Straight Statistics

Numbers and statistics can easily confuse - sometimes deliberately, often by accident. Averages can be chosen to prove a point, targets selected so they can't be missed, random clusters of events given a significance they don't deserve, and corrections for confounding either ignored or used to draw conclusions where none are justified. Nigel Hawkes provides examples of all these statistical tricks and explains how to avoid being taken in by them

Speakers: Nigel Hawkes (Straight Statistics)

Nigel Hawkes is a science and health journalist. He graduated from Oxford with a degree in metallurgy in 1966, and has written about science, health and international affairs in a career that began on the staff of Nature and included long spells at The Observer (1972-90) and The Times (1990-2008). He retired from The Times in 2008 after eight years as Health Editor, and is now a columnist for British Medical Journal and Director of a new pressure group, Straight Statistics, which campaigns for the honest presentation and use of statistical data by government, media, and others.

He has written a number of books, including Structures, a book about building and civil engineering, and more than 40 science and technology titles for children and teenagers. He was appointed CBE in 1998 for services to the newspaper industry and science, and was the Medical Journalists Association health writer of the year in 2007.

Session Review

Steven Forrest, Royal Holloway University

The range of statistics collected by the UK government has changed markedly from details of material wealth in the Doomsday Book of 1086 to the 30 page census in 2001, but do we trust those that make use of statistics?

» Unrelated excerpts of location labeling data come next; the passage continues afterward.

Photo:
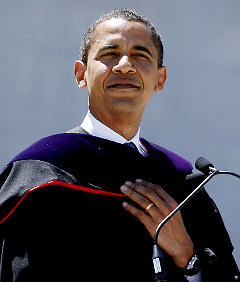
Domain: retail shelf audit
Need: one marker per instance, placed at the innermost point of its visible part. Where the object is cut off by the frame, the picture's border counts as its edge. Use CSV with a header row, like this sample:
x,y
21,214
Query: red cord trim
x,y
63,184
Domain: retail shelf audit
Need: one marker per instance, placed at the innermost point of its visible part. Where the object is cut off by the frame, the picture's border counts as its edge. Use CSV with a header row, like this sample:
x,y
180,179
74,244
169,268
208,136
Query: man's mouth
x,y
123,86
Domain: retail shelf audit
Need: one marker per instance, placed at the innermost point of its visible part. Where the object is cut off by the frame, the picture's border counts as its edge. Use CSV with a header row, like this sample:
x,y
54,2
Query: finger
x,y
159,191
148,193
139,214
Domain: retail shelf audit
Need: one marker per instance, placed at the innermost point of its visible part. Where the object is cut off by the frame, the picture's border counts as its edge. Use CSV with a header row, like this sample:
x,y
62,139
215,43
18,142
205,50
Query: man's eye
x,y
141,55
109,54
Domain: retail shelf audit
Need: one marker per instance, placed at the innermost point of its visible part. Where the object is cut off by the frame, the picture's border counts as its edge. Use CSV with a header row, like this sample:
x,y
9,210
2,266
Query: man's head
x,y
121,68
124,14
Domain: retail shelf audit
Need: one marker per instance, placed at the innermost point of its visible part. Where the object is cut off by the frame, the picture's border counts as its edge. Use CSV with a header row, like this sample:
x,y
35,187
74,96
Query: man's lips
x,y
123,86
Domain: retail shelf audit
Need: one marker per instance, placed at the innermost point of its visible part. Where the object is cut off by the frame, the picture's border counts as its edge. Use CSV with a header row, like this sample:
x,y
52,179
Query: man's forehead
x,y
112,30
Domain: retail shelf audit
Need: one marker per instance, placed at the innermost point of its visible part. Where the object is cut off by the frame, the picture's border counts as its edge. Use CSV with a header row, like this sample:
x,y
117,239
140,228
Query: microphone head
x,y
203,165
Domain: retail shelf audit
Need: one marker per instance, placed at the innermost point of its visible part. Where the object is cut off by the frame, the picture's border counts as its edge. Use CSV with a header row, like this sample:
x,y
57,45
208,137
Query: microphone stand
x,y
157,257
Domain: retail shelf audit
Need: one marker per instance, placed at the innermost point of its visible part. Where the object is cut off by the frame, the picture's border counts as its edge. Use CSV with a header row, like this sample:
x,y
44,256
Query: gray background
x,y
197,114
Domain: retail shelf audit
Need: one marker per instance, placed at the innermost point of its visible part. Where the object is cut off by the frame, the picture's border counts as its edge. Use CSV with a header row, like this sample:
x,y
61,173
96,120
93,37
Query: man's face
x,y
122,69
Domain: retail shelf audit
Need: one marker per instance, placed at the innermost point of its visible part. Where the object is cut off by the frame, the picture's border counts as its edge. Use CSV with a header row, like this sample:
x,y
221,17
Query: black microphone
x,y
208,171
204,165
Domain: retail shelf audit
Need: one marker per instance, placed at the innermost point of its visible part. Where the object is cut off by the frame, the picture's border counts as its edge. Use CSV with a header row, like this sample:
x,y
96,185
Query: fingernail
x,y
139,180
124,188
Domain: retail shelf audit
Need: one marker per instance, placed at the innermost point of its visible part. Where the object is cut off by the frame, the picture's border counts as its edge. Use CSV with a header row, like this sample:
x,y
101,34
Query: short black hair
x,y
125,14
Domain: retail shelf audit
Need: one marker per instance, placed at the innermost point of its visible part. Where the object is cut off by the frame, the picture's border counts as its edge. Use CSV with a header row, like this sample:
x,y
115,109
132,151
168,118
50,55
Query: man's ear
x,y
162,76
79,70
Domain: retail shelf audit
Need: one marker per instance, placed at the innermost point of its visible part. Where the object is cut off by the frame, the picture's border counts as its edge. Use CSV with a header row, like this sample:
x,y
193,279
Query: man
x,y
61,204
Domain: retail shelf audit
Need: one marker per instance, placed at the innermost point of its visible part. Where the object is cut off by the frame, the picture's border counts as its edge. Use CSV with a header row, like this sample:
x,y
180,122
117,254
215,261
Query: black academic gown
x,y
61,215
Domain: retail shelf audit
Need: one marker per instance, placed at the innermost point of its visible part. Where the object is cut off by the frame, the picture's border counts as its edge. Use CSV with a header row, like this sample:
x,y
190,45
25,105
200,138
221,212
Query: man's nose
x,y
124,66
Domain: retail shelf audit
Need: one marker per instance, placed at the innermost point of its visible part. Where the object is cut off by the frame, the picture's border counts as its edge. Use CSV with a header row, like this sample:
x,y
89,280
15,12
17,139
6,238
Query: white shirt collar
x,y
96,128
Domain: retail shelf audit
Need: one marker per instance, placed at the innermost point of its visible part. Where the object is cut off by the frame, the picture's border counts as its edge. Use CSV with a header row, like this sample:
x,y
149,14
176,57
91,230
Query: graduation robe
x,y
61,214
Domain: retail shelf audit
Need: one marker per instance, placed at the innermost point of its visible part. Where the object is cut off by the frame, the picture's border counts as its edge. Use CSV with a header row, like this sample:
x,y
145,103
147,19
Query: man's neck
x,y
125,125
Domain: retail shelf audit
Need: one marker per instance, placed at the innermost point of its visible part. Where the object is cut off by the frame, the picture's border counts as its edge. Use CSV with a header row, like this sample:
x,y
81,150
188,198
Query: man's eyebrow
x,y
108,47
142,48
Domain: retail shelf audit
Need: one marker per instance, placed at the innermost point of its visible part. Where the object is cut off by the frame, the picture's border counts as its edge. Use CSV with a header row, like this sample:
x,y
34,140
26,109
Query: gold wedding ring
x,y
149,207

Nigel Hawkes showed statistics from a 2009 survey which revealed that 60% of participants disagreed with the statement the "government presents official figures honestly" with only 1% strongly agreeing with that statement. The survey showed similar levels of public mistrust in newspapers use of statistics. Hawkes then went on to say that these levels of mistrust were higher than those of other European countries and suggested that this could be due to government lies in the past.

So how do journalists engender public trust in the statistics they use? Well start by making sure that sources are reputable and explain the situations that they apply too.

Nigel Hawkes recommended sourcing statistics from the UK National Statistics website although he said that instead of trawling their website use google, adding "ONS" in the search bar. Hawkes uses this to check "common public knowledge" such as that of binge drinking increasing in recent years. After looking at the statistics the common assumption about drinking is shown to be a "complete illusion". There has actually been a decrease in the units of alcohol consumed. Where does my money go? Is another website recommended as is Open Data – both of which show public spending by the government, providing accurate figures for journalists.

There are many ways that statistics are used in order to create a story. Nigel Hawkes highlighted several techniques to look out for:

Using big numbers. This is done to create a sense of wonder in the audience but is the number credible, how is it calculated and is it inflated and or an extreme value. Big numbers make headlines: "308,889 children each year injured trying to stop arguments between their parents". This seems like shocking news, but as Hawkes dug a bit deeper he found that the charity only asked 1000 children in this survey. Approximately 75 answered that they had been injured in this way and this figure was then extrapolated based on the number of children in this age group in the country to get such a sensational figure.

Misleading statistics. Hawkes looked at the size in the gap between the earnings of men and women, a topic which actively engaged the audience during his session. The Office for National Statistics (ONS) states that women are paid 12.8% less, whilst the Trade Union Congress (TUC) found it to be 37% less. To the surprise of the audience Hawkes then proceeded to say that both of these figures were right and that it was what they were actually comparing which differed greatly. The ONS compared full-time and part-time employees, whilst the TUC compared full-time male employees to part-time female employees. (The ONS also found in a comparison between part-time employees that women were paid 3.4% more than men.)

In contrast some statistics are formed from statistically worthless data. Newspaper polls use self-selected samples – normally a section of the public who read the same newspaper and have similar views. Some agencies exist to compile statistics from three to four thousand 'randomly-chosen' participants but these are statistically worthless as they are not representative of the public.

Mismatched Framings. This is widely seen in medical journals with the benefits of a particular treatment strategy for example, being presented as a relative risk and the drawbacks through absolute measures. This allows statistics to be framed so that the benefit looks greater.

Confounding Factors also play a part and are other factors affecting the statistics. These can be corrected but in some cases it can completely reverse the balance of the argument.

Overall we should not discard statistics from media coverage, but they need to be used responsibly and journalists should be wary of sensationalised statistics used to attract readers. As Nigel Hawkes concluded "They (statistics) are a tremendous tool for journalists. But they can also be a tool of misrepresentation and spin which we ought to be sophisticated enough to see through – and with little effort, we can".